An Ideas-Based Globalization

Av Fredrik Erixon
Publicerad 23 juli, 2020

Is globalization dying? There is good news and bad news. Let us start with the bad: the world and global politics are in a bad shape, and the post-war framework for international economic governance is no exception. The International Monetary Fund, the World Bank, the OECD and other bodies relating to economic development are all sliding into oblivion. Members of the World Trade Organization (WTO) no longer consider it a relevant arena for trade negotiation. The network of trade rules that the WTO maintains is under great pressure.  

Behind this unfortunate development stands decaying political leadership from Western governments and widespread neglect by rising powers. Worryingly, the pandemic and its economic fallout will likely accelerate the pace of institutional corrosion. No political leader offers global leadership. No Western country seems to have a strategy for the world beyond “muddling through”. 

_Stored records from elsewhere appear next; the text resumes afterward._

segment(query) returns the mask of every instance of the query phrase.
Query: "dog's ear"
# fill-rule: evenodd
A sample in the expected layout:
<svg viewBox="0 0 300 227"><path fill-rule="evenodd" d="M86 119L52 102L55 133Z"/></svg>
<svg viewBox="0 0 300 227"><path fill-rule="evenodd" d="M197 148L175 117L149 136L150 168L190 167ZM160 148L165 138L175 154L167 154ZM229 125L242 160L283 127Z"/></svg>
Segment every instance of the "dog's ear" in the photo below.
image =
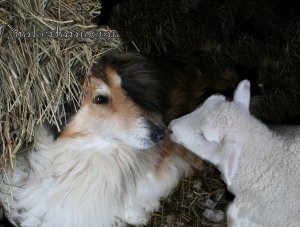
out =
<svg viewBox="0 0 300 227"><path fill-rule="evenodd" d="M223 175L225 181L227 185L230 186L239 164L241 146L237 142L226 142L225 140L226 139L223 141L223 160L221 160L221 162L223 162Z"/></svg>
<svg viewBox="0 0 300 227"><path fill-rule="evenodd" d="M234 102L242 105L246 110L249 110L250 104L250 82L249 80L243 80L235 89Z"/></svg>

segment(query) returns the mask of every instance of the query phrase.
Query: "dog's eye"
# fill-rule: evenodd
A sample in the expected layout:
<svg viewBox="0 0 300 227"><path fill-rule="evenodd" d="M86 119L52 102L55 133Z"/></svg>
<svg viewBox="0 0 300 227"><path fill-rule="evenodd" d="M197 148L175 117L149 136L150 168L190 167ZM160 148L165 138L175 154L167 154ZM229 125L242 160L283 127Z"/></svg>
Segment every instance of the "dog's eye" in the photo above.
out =
<svg viewBox="0 0 300 227"><path fill-rule="evenodd" d="M97 95L93 98L93 103L95 104L107 104L108 103L108 97L104 95Z"/></svg>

The good news is that real, on-the-ground globalization is increasing in pace. Merchandise has dropped during the period of COVID-19 lockdown but will recover in the years to come. For a few years now, however, there has been a shift in the pattern of globalization – with the real forces of growth in global commerce coming from digital services and “trade in ideas”. They will remain the sources of globalization growth for years to come – and they are very difficult to stop for politicians with protectionist instincts. While it is a relatively straightforward exercise to put high tariffs on the imports of steel and chemicals, it is something completely different to stop exchange in ideas – for example, R&D collaboration; the sharing of new knowledge, technology and innovations – and the imitation through global organizations of business models and management practices. 

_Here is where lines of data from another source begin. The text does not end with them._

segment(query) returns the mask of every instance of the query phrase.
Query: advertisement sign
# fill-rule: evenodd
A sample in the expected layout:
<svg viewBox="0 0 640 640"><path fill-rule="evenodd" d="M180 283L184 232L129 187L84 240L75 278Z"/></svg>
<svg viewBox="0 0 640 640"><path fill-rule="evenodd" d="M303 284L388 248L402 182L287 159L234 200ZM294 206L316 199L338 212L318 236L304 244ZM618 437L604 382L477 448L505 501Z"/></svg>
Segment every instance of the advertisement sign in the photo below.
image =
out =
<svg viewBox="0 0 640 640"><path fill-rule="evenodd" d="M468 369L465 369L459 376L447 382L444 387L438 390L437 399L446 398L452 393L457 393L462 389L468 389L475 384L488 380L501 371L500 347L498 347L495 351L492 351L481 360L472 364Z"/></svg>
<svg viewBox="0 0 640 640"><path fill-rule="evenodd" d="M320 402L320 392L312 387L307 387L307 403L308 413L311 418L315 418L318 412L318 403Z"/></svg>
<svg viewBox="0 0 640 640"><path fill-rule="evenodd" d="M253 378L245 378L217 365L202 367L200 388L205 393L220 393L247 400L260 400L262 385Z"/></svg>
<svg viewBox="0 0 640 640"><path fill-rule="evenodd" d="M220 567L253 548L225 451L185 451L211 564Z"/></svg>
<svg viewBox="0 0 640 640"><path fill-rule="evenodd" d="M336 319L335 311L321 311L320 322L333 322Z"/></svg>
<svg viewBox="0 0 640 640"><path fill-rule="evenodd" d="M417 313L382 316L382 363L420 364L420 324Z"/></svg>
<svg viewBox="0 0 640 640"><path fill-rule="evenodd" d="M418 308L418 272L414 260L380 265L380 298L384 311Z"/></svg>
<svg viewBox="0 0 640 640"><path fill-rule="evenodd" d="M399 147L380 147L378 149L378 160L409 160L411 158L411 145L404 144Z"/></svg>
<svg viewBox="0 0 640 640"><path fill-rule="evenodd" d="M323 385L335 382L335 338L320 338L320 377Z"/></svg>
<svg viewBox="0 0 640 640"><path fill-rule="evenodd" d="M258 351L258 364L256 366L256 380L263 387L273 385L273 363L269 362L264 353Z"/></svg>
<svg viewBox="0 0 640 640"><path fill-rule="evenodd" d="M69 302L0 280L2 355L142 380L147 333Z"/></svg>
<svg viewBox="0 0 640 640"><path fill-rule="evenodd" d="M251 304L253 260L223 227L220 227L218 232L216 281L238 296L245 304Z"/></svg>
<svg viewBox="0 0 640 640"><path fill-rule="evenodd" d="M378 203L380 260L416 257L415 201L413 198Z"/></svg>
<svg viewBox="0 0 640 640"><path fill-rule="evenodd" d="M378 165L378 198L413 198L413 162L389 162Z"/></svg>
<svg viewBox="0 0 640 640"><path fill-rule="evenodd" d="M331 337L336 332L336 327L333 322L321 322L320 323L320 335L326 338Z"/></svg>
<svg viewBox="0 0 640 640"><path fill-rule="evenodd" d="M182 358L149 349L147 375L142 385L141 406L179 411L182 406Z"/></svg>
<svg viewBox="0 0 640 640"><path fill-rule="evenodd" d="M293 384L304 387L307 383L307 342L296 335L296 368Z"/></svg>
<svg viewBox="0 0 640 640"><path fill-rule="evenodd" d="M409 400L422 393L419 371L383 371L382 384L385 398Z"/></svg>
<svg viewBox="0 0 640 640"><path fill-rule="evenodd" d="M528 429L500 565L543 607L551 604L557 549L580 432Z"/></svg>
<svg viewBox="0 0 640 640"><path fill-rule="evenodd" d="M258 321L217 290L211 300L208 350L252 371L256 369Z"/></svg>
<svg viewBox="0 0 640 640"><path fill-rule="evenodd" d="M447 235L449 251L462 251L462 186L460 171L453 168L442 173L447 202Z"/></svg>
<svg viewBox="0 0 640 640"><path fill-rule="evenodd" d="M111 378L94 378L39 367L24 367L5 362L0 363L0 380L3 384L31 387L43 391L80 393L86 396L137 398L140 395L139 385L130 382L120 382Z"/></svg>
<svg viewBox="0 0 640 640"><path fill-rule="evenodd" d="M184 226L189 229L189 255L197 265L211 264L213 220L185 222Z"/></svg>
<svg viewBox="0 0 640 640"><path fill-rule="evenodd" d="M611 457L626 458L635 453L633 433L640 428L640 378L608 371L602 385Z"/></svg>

This is no time to be sanguine about the risk for protectionism. Nor should we underestimate the power of modern globalization. Real economic exchange is likely to grow even if global economic governance is breaking down.  

Fredrix Erixon is an author and director of the European Centre for International Political Economy (ECIPE), a world economy think tank based in Brussels, which he co-founded in 2006. He has previously been an adviser for the British Government, chief economist at the Stockholm based think tank Timbro and was ranked in 2010 as one of the 30 most influential people in Brussels.